Su Siccu, dove vanno a morire le navi

Creato il 27 dicembre 2014 da Alessandro Zorco @alessandrozorco

Il vecchio peschereccio azzurro beccheggia stancamente, ormeggiato nella banchina del porticciolo cagliaritano di Su Siccu. Sulla prua due grandi occhi di donna e un’aquila. Sulla fiancata mezzo arrugginita una scritta araba e un disegno, come un paradiso orientale perduto. Sul ponte qualche vecchia coperta sdrucita intrisa di sale.

Su Siccu: l’ultimo viaggio

Quella barca è a Su Siccu da un paio di mesi – spiega un pescatore snodando e riannodando le reti seduto su un peschereccio poco distante -: sapete – aggiunge alzando gli occhi al cielo plumbeo di fine anno – trasportava i sedici clandestini che a luglio dell’anno scorso sono stati ripescati a Capo Teulada dalla Guardia Costiera“.

Poi riabbassa lo sguardo e riprende a lavorare.

Il motore aveva tirato le cuoia, in quel luglio 2013, e i migranti, sedici clandestini nordafricani partiti probabilmente dall’Algeria nella speranza di una vita migliore, erano da tre giorni in balia delle onde.

Le vecchie coperte, il legno marcio, il ponte superiore che cade a pezzi, testimoniano quanto sia stato drammatico quell’ultimo viaggio.

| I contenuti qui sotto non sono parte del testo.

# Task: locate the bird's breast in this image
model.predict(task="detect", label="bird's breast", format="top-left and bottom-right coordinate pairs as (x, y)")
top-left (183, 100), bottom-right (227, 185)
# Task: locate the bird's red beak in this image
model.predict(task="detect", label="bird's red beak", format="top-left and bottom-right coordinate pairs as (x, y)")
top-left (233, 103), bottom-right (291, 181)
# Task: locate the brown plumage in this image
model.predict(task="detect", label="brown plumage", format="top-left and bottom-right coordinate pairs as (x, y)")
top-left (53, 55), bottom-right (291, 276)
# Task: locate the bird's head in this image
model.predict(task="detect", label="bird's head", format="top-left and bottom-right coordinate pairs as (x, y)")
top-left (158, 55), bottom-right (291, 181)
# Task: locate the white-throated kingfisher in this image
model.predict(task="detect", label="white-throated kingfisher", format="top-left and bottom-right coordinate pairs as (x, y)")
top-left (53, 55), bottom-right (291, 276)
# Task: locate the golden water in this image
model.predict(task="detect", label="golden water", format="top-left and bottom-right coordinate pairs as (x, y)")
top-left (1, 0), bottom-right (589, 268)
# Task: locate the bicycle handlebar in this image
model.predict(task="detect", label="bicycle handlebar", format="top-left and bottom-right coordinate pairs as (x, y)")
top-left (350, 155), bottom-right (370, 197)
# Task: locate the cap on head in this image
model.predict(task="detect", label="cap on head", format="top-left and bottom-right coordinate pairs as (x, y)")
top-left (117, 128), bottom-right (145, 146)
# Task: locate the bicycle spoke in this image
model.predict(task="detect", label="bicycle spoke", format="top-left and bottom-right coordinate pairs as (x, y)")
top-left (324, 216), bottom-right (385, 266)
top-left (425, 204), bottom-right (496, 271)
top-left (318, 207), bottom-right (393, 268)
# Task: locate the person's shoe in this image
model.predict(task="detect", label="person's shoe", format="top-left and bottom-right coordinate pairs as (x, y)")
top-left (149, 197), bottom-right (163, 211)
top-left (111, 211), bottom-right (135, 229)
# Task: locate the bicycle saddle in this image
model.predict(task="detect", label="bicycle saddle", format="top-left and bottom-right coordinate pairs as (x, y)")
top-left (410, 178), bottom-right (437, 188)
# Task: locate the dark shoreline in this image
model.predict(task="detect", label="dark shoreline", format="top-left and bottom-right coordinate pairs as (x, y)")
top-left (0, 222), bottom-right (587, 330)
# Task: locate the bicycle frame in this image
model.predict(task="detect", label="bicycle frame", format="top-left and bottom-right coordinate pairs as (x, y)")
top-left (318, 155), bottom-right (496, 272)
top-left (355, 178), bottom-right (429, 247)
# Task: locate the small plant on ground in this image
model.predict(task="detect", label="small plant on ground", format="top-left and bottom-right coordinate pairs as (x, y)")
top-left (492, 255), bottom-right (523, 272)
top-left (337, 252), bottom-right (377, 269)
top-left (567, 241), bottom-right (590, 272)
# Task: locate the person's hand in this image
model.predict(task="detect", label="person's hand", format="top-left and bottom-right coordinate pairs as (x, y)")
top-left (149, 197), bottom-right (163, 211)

La cronaca locale racconta che il 10 luglio 2013 il barcone azzurro era stato avvistato da alcuni pescatori sulcitani che avevano dato l’allarme avvisando la Capitaneria di Porto. I migranti, assetati, affamati e disidratati, erano stati raccolti a tredici miglia al largo di Capo Teulada da una motovedetta della Guardia Costiera che li aveva accolti, soccorsi, sfamati e abbeverati. Dodici erano stati trasportati subito al centro di prima accoglienza di Elmas, quattro, quelli in condizioni più precarie, all’ospedale Sirai di Carbonia.

Poi di quei migranti si son perse le tracce. Forse alcuni hanno continuato il loro viaggio e hanno lasciato l’Italia. Magari alcuni di loro sono rimasti in Sardegna per provare a ricostruirsi la vita. Ognuno – per quanto possibile – ha forse provato ad inseguire il suo paradiso, come quello disegnato su quel vecchio barcone.

Tutti sono diventati numeri. Numeri senza volto che alimentano la battaglia ideologica con cui viene trattata la questione dell’immigrazione in Italia e in Europa. Come se ogni vita non fosse sempre una storia a se stante.

Dei migranti che hanno affrontato il mare per arrivare in Sardegna non c’è più alcuna traccia. Solo il loro barcone azzurro, mezzo arrugginito, è rimasto a morire a Su Siccu. Nel cimitero delle navi dove, chissà perché, vanno sempre a morire le barche che hanno la sorte di morire a Cagliari. Gli occhi di donna puntati verso la nostra città, tappa finale di quell’ultimo viaggio. Le coperte ancora stese sul ponte, intrise di sale e disperazione.